At the first synapse in the vertebrate visual pathway, light-evoked changes in photoreceptor membrane potential alter the rate of glutamate release onto second-order retinal neurons. This process depends on the synaptic ribbon, a specialized structure found at various sensory synapses, to provide a supply of primed vesicles for release. Calcium (Ca(2+)) accelerates the replenishment of vesicles at cone ribbon synapses, but the mechanisms underlying this acceleration and its functional implications for vision are unknown. We studied vesicle replenishment using paired whole-cell recordings of cones and postsynaptic neurons in tiger salamander retinas and found that it involves two kinetic mechanisms, the faster of which was diminished by calmodulin (CaM) inhibitors. We developed an analytical model that can be applied to both conventional and ribbon synapses and showed that vesicle resupply is limited by a simple time constant, τ = 1/(Dρδs), where D is the vesicle diffusion coefficient, δ is the vesicle diameter, ρ is the vesicle density, and s is the probability of vesicle attachment. The combination of electrophysiological measurements, modeling, and total internal reflection fluorescence microscopy of single synaptic vesicles suggested that CaM speeds replenishment by enhancing vesicle attachment to the ribbon. Using electroretinogram and whole-cell recordings of light responses, we found that enhanced replenishment improves the ability of cone synapses to signal darkness after brief flashes of light and enhances the amplitude of responses to higher-frequency stimuli. By accelerating the resupply of vesicles to the ribbon, CaM extends the temporal range of synaptic transmission, allowing cones to transmit higher-frequency visual information to downstream neurons. Thus, the ability of the visual system to encode time-varying stimuli is shaped by the dynamics of vesicle replenishment at photoreceptor synaptic ribbons.

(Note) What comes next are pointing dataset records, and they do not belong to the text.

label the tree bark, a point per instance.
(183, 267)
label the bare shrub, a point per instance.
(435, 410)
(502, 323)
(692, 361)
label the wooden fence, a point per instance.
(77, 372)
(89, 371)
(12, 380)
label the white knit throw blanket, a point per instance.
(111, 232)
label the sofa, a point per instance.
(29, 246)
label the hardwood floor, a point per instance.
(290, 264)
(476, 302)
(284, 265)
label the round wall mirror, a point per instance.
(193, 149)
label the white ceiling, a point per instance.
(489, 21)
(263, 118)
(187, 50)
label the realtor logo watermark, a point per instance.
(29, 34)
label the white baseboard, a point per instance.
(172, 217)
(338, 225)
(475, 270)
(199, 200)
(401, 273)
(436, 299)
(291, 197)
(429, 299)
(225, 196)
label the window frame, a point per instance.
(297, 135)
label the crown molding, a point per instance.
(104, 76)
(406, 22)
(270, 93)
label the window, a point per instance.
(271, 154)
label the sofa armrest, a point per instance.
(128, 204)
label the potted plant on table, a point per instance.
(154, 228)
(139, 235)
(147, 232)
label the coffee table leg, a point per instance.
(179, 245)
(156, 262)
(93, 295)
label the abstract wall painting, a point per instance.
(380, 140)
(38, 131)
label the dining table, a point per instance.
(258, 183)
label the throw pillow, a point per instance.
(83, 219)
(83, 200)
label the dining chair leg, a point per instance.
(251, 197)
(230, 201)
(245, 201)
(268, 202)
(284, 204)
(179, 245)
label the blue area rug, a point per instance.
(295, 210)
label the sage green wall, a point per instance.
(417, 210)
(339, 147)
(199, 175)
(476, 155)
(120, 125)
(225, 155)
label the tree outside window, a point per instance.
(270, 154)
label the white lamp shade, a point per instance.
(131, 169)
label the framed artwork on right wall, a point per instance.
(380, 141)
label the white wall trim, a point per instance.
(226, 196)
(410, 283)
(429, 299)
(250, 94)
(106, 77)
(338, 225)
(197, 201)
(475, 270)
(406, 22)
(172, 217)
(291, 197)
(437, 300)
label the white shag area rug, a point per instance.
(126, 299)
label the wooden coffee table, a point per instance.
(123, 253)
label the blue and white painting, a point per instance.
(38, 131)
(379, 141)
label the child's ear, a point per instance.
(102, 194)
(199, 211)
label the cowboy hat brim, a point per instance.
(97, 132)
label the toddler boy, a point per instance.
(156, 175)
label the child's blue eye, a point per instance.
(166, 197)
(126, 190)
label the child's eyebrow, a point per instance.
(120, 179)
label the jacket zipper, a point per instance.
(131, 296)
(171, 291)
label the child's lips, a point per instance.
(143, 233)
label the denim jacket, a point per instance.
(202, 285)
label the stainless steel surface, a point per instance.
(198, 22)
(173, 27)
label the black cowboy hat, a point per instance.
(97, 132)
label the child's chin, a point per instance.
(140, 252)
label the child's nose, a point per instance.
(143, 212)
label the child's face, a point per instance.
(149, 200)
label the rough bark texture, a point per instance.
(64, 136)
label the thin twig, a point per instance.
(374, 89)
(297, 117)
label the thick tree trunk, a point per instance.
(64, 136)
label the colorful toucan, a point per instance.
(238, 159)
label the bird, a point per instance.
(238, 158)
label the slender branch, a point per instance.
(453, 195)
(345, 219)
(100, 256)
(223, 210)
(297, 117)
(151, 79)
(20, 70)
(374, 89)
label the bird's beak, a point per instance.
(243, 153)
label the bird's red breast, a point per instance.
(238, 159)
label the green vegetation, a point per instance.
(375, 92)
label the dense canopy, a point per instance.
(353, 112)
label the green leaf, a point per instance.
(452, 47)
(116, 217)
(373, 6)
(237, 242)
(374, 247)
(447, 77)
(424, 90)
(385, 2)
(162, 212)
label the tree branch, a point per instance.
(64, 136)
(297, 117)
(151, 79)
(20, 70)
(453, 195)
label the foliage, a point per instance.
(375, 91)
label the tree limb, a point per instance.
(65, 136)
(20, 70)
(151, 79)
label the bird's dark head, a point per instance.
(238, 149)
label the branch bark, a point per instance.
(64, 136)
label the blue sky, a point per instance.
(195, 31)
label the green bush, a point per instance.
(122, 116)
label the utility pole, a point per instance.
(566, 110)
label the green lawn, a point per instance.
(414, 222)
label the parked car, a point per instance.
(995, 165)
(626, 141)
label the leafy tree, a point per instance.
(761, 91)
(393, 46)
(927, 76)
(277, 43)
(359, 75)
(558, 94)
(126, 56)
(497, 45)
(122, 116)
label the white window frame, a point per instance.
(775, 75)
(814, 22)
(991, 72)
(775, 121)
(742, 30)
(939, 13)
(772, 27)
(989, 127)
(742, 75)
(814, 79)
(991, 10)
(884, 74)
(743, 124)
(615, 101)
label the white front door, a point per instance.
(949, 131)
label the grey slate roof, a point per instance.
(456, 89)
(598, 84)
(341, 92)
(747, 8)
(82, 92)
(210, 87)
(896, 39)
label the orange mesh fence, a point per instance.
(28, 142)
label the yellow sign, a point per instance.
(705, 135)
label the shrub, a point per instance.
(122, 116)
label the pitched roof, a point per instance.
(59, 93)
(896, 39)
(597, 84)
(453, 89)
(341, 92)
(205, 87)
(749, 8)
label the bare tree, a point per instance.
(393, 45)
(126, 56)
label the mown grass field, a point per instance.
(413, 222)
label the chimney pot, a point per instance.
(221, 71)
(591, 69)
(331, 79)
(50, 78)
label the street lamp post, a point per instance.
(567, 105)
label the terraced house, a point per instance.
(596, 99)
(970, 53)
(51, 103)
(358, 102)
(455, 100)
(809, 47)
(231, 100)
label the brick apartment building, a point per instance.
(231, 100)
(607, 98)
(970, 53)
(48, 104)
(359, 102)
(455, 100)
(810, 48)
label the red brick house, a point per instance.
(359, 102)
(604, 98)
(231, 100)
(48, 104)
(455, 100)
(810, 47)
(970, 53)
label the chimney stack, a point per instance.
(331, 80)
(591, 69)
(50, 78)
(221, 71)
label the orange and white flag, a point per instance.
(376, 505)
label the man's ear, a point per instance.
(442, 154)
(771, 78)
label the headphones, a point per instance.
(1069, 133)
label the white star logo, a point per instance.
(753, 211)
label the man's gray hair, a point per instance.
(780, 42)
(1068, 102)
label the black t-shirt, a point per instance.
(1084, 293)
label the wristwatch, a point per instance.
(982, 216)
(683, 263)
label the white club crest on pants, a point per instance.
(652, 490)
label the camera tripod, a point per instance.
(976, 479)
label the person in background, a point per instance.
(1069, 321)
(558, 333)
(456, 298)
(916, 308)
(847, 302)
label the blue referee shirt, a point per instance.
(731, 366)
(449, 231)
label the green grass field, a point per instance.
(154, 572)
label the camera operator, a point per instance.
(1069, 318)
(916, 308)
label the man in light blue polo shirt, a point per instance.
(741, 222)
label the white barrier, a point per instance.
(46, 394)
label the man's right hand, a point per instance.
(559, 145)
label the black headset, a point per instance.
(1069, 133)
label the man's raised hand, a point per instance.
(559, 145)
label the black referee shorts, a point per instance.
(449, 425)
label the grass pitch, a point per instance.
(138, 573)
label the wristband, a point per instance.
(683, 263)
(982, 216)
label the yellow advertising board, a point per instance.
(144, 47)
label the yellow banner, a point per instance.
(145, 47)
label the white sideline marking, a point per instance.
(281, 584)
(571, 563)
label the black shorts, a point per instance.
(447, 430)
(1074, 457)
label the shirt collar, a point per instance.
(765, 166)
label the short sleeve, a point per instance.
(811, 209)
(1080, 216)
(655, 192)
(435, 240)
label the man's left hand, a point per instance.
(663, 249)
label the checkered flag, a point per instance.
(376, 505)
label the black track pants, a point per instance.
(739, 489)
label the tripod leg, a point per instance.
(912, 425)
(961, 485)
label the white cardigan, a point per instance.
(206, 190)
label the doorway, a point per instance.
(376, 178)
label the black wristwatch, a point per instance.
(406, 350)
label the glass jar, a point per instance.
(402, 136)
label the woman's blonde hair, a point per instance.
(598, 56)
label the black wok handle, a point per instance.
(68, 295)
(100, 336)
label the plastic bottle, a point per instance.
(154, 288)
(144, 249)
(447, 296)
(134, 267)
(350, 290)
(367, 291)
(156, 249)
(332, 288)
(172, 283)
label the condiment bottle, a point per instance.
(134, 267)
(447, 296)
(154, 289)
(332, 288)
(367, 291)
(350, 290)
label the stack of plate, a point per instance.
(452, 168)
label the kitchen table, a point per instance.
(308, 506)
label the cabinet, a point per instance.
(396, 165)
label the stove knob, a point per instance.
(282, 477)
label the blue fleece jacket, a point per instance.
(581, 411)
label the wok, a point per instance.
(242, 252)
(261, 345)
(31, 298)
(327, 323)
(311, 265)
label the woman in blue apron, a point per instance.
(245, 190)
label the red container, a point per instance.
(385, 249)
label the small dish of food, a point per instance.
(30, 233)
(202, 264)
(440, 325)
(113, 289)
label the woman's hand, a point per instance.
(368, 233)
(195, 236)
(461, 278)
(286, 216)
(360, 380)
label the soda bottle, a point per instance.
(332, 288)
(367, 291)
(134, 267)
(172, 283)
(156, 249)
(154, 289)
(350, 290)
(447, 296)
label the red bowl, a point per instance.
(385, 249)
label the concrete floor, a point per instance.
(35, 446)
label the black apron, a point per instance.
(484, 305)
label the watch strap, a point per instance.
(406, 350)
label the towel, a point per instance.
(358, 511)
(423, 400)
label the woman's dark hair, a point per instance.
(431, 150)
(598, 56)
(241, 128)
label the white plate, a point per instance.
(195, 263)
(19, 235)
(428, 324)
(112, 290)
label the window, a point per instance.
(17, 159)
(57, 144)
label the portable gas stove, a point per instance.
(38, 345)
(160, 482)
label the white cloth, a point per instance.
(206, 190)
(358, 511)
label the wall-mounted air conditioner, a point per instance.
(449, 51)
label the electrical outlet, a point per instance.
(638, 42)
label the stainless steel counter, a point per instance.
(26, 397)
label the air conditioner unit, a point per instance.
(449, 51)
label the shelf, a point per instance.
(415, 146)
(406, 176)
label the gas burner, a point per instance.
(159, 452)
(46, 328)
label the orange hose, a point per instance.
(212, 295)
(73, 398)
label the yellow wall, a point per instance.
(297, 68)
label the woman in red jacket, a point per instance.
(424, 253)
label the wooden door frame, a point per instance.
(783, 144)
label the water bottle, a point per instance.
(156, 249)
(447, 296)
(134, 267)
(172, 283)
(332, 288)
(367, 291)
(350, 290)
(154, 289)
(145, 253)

在脊椎动物视觉通路的第一个突触处,光诱发的光感受器膜电位变化会改变谷氨酸释放到二级视网膜神经元上的速率。这一过程依赖于突触带,一种在各种感觉突触中发现的特殊结构,以提供用于释放的预充囊泡供应。钙(Ca(2+))加速了视锥细胞带突触处囊泡的补充,但这种加速的机制及其对视觉的功能影响尚不清楚。我们使用虎螈视网膜中视锥细胞和突触后神经元的配对全细胞记录来研究囊泡补充,发现它涉及两种动力学机制,其中较快的一种被钙调蛋白(CaM)抑制剂减弱。我们开发了一个可应用于传统突触和带突触的分析模型,并表明囊泡再供应受一个简单的时间常数限制,即τ = 1/(Dρδs),其中D是囊泡扩散系数,δ是囊泡直径,ρ是囊泡密度,s是囊泡附着的概率。电生理测量、建模以及单个突触囊泡的全内反射荧光显微镜观察相结合表明,CaM通过增强囊泡与突触带的附着来加速补充。使用视网膜电图和光反应的全细胞记录,我们发现增强的补充提高了视锥细胞突触在短暂闪光后信号黑暗的能力,并增强了对高频刺激的反应幅度。通过加速囊泡向突触带的再供应,CaM扩展了突触传递的时间范围,使视锥细胞能够将更高频率的视觉信息传递给下游神经元。因此,视觉系统编码随时间变化的刺激的能力是由光感受器突触带处囊泡补充的动力学塑造的。